フレックスタイム制の正しい運用

2021/11/18|739文字

 

<スタートは法定手続から>

フレックスタイム制は、労働基準法の規定によって認められています。

この規定に定められた手続を省略して、形ばかりフレックスタイム制を導入しても、すべては違法であり無効となります。

そのポイントは次のとおりです。

・業務開始時刻と業務終了時刻は労働者が決めることにして、これを就業規則などに定めます。

・一定の事項について、会社側と労働者側とで労使協定を交わし、協定書を保管します。これを労働基準監督署長に提出する必要はありません。

 

<無効だとどうなるか>

上記の法定手続をせずに、残業時間を8時間分貯めると1日休むことができるというようなインチキな運用をしても無効です。

無効ということは、フレックスタイム制が無いものとして賃金の計算をしなければなりません。

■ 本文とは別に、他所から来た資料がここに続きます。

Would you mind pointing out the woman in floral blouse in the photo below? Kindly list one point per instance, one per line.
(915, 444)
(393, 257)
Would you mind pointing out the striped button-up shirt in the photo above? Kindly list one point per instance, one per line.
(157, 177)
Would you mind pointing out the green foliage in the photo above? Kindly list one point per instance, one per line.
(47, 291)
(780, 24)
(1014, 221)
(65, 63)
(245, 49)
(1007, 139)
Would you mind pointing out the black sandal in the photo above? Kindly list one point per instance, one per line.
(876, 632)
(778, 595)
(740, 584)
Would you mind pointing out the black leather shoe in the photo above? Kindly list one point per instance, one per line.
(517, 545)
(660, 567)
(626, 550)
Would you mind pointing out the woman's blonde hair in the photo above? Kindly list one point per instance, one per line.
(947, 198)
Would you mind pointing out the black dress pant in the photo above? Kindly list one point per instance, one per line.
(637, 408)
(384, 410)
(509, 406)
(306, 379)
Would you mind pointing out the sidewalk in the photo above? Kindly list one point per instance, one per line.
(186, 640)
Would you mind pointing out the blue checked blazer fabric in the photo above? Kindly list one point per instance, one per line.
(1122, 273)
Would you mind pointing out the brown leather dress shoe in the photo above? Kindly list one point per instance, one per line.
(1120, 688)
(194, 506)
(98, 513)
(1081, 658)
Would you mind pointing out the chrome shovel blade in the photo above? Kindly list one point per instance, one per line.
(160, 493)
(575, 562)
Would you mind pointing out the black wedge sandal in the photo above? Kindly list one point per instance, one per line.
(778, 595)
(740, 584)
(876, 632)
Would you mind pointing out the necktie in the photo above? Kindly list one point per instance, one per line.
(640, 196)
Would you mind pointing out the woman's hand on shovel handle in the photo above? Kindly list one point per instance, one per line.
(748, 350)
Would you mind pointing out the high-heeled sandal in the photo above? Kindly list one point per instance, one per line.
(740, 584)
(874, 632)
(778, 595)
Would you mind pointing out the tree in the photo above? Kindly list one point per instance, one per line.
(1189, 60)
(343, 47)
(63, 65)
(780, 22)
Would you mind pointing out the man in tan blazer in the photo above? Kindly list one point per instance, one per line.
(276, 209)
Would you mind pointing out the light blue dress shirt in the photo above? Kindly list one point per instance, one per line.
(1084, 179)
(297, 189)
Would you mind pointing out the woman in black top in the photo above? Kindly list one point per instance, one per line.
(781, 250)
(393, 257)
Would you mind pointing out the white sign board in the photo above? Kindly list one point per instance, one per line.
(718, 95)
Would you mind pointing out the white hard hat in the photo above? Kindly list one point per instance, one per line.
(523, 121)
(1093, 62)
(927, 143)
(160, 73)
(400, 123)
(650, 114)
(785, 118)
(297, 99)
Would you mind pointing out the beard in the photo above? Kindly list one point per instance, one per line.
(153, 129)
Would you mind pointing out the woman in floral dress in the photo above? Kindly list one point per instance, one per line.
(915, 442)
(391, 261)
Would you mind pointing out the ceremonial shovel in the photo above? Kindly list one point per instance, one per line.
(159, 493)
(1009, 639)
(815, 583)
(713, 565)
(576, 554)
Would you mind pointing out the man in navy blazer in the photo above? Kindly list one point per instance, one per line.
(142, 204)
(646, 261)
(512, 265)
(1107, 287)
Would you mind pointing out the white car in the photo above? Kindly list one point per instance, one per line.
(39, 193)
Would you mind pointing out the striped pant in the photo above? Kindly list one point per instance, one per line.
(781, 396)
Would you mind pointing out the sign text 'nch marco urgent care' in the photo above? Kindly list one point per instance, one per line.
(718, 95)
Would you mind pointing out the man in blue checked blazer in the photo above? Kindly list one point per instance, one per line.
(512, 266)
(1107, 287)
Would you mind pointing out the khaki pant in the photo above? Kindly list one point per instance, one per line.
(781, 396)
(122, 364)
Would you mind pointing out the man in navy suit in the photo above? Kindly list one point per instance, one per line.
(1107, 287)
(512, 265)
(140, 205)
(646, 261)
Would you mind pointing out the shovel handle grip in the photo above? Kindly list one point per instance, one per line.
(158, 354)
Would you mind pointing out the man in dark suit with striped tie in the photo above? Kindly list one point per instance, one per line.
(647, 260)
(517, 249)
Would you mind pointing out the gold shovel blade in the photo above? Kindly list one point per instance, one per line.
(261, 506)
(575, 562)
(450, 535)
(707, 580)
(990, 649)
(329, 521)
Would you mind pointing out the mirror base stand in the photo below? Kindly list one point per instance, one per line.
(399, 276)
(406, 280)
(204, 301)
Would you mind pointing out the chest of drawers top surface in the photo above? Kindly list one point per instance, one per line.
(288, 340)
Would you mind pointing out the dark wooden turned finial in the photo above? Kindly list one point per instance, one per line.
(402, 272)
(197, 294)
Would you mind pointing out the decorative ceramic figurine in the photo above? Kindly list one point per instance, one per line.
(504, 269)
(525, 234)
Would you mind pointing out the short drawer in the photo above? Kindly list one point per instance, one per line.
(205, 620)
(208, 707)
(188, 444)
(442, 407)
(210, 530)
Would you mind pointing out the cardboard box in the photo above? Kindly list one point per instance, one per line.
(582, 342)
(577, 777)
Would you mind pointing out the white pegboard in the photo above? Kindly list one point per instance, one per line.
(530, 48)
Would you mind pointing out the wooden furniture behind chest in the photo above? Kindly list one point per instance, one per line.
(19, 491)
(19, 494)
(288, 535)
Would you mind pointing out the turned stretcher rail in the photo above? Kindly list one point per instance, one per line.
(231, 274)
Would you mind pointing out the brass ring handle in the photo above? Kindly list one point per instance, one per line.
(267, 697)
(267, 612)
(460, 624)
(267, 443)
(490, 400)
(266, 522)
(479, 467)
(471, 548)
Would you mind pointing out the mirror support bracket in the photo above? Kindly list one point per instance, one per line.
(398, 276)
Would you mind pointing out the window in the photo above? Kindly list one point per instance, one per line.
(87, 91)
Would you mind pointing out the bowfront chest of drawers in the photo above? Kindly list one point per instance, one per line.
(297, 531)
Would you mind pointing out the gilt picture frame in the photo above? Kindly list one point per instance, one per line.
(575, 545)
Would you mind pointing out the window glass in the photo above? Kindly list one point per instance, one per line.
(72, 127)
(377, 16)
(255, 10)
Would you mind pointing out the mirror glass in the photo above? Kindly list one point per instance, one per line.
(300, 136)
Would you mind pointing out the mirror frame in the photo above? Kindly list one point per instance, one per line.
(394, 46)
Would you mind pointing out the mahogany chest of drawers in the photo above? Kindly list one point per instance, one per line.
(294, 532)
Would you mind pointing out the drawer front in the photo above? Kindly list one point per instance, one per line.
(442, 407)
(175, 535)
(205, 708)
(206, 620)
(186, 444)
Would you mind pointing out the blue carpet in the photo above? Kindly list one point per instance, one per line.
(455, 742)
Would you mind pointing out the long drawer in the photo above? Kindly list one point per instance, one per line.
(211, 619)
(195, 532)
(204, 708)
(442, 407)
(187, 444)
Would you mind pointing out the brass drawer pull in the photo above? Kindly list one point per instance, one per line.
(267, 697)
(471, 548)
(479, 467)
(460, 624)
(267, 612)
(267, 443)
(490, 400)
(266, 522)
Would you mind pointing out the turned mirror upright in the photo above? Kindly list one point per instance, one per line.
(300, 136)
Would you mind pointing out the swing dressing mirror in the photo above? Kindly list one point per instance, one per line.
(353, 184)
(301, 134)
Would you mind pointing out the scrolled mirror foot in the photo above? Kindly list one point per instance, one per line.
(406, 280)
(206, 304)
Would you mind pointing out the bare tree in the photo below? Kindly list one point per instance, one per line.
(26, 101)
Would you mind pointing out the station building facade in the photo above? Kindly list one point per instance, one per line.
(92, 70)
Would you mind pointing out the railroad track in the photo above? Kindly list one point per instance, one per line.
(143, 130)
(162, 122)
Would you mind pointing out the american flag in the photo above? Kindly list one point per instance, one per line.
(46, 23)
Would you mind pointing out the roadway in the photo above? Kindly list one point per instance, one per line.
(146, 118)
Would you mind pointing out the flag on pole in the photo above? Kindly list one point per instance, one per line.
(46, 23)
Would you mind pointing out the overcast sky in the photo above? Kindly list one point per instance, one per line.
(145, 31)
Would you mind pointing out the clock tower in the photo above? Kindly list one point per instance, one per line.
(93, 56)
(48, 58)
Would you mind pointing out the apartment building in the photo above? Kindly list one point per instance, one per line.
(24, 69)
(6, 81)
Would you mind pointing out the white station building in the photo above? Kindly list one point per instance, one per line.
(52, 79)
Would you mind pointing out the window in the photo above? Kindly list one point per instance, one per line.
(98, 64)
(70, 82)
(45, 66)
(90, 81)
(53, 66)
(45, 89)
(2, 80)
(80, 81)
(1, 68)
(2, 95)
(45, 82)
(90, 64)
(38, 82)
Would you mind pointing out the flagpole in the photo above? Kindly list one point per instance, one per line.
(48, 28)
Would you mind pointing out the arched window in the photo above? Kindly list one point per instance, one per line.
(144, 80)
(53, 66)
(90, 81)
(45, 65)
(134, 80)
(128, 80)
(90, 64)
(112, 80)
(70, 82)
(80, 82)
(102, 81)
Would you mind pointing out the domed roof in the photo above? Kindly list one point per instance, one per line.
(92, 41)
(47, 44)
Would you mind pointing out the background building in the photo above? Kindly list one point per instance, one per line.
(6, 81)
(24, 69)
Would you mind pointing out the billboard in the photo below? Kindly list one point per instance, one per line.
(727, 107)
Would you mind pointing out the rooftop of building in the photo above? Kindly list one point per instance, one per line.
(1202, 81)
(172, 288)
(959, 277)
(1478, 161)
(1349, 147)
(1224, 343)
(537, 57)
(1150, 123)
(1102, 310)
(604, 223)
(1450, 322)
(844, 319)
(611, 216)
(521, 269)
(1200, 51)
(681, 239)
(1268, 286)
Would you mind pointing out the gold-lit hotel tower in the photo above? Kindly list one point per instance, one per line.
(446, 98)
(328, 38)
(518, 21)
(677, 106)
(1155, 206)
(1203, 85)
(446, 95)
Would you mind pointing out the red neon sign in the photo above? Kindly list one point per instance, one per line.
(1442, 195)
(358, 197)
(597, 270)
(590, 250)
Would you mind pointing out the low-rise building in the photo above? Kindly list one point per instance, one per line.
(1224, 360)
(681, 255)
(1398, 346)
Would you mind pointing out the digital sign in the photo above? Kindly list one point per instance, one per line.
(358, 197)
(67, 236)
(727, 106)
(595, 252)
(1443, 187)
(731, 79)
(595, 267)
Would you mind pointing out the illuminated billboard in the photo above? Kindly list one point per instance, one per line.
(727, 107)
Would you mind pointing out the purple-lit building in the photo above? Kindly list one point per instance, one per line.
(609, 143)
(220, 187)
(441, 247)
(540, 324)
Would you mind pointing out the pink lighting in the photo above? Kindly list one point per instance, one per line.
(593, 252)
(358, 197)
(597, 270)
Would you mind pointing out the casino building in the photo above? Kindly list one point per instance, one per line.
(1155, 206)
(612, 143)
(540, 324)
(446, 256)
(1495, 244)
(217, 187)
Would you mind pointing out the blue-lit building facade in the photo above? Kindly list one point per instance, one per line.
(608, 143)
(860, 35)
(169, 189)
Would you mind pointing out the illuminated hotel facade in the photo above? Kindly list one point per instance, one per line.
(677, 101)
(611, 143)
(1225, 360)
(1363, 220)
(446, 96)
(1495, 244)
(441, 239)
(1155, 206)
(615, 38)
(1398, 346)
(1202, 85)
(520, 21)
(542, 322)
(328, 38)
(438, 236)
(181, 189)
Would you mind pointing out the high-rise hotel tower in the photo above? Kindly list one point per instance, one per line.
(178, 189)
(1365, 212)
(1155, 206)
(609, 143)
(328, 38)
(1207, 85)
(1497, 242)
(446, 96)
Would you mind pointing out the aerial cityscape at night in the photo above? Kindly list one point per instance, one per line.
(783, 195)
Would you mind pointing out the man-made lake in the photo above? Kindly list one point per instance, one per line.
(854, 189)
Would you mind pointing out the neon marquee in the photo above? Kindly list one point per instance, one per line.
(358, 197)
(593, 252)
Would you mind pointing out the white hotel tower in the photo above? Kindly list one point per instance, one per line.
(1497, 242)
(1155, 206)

間違って、フレックスタイム制のルールで賃金を計算して支払ってしまった場合には、不足する差額分を追加で支払わなければなりません。

たとえば、法定労働時間を超える8時間の残業に対しては、10時間分の賃金支払が必要です。

( 8時間 × 1.25 = 10時間 )

しかも、消滅時効の関係で最大3年分遡って精算することになります。

 

<違法だとどうなるか>

正しい手続でフレックスタイム制を導入した場合を含め、次のような違法な運用が見られます。

・残業手当を支払わない。

・残業時間が発生する月は年次有給休暇を取得させない。

・残業時間を翌月の労働時間に繰り越す。

・業務開始時刻や業務終了時刻を上司など使用者が指定してしまう。

・コアタイムではない時間帯に会議を設定し参加を義務づける。

・18歳未満のアルバイトにフレックスタイム制を適用してしまう。

違法だと、労働基準法の罰則に触れるため罰せられることがあります。